Benjamin began by telling the group: “As the landscape of college football changes and revenue grows exponentially, we just want to make sure we have the conversation, and that you all have been leading on, thankfully, and make sure players are protected, not just in the short term, but in the long term. And try to make sure as money grows there’s not a significant power imbalance that also occurs. And make sure the voice that’s needed for players in issues of safety, potential compensation, protections as well, that you have the ability to do that.”
Benjamin added that while this meeting centered on football, the concerns and reforms would include other sports as well.

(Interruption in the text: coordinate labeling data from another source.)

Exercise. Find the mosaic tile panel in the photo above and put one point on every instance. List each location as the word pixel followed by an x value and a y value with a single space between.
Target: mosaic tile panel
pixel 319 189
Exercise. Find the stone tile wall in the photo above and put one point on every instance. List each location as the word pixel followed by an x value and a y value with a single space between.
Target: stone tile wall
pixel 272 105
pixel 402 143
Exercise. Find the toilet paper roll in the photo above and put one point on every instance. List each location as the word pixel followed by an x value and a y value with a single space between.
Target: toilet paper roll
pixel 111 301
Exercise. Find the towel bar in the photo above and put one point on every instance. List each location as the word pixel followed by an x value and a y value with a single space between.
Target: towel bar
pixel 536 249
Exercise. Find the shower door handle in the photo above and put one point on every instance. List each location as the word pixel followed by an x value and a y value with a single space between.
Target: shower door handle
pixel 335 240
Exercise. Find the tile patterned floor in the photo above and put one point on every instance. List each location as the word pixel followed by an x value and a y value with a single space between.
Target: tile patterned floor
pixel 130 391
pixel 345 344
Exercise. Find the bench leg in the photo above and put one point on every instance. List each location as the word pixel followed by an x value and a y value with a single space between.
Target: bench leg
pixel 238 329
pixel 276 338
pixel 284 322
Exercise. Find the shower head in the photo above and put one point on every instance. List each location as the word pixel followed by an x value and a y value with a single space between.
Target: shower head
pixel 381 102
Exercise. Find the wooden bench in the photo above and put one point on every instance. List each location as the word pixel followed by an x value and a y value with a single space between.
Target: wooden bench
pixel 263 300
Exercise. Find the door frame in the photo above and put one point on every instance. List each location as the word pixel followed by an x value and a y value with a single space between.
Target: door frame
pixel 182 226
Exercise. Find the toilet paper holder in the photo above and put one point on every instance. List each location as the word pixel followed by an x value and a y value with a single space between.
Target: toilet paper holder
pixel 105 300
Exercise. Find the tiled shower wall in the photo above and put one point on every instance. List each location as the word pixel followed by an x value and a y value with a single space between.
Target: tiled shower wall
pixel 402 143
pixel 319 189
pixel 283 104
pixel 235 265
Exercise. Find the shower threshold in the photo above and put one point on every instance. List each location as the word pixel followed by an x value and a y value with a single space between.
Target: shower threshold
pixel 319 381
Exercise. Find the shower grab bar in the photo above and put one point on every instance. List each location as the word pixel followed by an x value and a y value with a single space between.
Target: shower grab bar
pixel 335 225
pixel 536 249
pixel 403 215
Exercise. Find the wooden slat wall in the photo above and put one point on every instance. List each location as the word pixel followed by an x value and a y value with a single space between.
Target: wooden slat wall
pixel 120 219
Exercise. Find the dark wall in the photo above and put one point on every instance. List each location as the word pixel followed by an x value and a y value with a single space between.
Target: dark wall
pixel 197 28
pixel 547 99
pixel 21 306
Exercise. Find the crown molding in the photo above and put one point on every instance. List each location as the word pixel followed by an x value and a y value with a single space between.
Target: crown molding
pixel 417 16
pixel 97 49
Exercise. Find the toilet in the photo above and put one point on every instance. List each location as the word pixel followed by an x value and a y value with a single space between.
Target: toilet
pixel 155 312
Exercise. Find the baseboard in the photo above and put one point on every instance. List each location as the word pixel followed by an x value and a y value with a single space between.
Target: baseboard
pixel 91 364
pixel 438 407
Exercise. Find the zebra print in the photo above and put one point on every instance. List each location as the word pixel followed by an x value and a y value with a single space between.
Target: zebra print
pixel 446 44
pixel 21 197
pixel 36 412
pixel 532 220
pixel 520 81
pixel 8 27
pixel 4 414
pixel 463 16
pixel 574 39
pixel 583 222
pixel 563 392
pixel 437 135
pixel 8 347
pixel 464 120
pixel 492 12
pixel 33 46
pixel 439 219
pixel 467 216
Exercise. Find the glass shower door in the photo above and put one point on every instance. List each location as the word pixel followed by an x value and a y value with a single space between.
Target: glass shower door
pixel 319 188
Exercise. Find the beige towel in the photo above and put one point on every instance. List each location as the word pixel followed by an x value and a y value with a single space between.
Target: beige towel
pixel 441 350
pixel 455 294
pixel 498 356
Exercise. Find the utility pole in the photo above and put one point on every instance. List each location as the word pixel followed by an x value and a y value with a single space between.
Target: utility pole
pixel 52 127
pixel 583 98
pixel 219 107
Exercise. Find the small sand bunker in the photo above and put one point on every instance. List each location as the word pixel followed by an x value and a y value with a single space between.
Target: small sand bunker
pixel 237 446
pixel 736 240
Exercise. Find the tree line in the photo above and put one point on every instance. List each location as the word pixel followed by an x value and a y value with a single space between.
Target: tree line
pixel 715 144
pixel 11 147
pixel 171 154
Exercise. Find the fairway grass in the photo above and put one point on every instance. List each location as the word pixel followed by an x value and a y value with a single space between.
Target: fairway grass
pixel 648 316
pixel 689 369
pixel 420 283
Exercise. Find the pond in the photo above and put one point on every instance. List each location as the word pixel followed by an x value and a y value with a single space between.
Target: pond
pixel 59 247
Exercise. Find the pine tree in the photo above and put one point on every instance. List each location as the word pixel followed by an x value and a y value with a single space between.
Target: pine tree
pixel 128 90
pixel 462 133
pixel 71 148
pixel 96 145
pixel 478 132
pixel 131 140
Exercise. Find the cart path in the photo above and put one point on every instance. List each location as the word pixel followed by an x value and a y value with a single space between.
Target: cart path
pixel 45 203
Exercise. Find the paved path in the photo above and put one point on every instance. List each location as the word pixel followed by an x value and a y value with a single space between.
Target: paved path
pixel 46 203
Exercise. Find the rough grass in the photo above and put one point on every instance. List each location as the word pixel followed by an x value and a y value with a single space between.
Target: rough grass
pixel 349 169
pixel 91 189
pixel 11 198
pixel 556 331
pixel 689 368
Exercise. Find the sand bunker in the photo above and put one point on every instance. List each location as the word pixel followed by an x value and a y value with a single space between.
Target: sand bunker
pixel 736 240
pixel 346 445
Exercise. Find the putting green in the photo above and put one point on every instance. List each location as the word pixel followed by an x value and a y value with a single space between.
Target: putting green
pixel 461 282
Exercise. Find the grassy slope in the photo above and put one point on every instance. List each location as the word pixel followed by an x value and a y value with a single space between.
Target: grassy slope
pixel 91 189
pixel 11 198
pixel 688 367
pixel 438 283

Biden joined the meeting after a few minutes, then ended up taking it from there. The former players described it as a good exchange and came away gushing not only about getting to spend so much time with the president, but being able to speak about their concerns.
Will it lead to anything?
“I think this was the kickoff, if you will,” Gilmore said. “Because keep in mind for the longest time the narrative out there has been the NCAA narrative that we need help, we need protection, if Congress can help us. But there hasn’t been on a national level an institution thinking about the players, and what the players need, and what the players’ voice is, and that’s what today was about. …
“We had a frank discussion about the fact that the players don’t have a voice. This is a $20 billion a year industry, and they don’t have a voice, they don’t have a seat at the table, and decisions are made that affect them financially and health wise. And there is nobody sitting there operating in their interest.”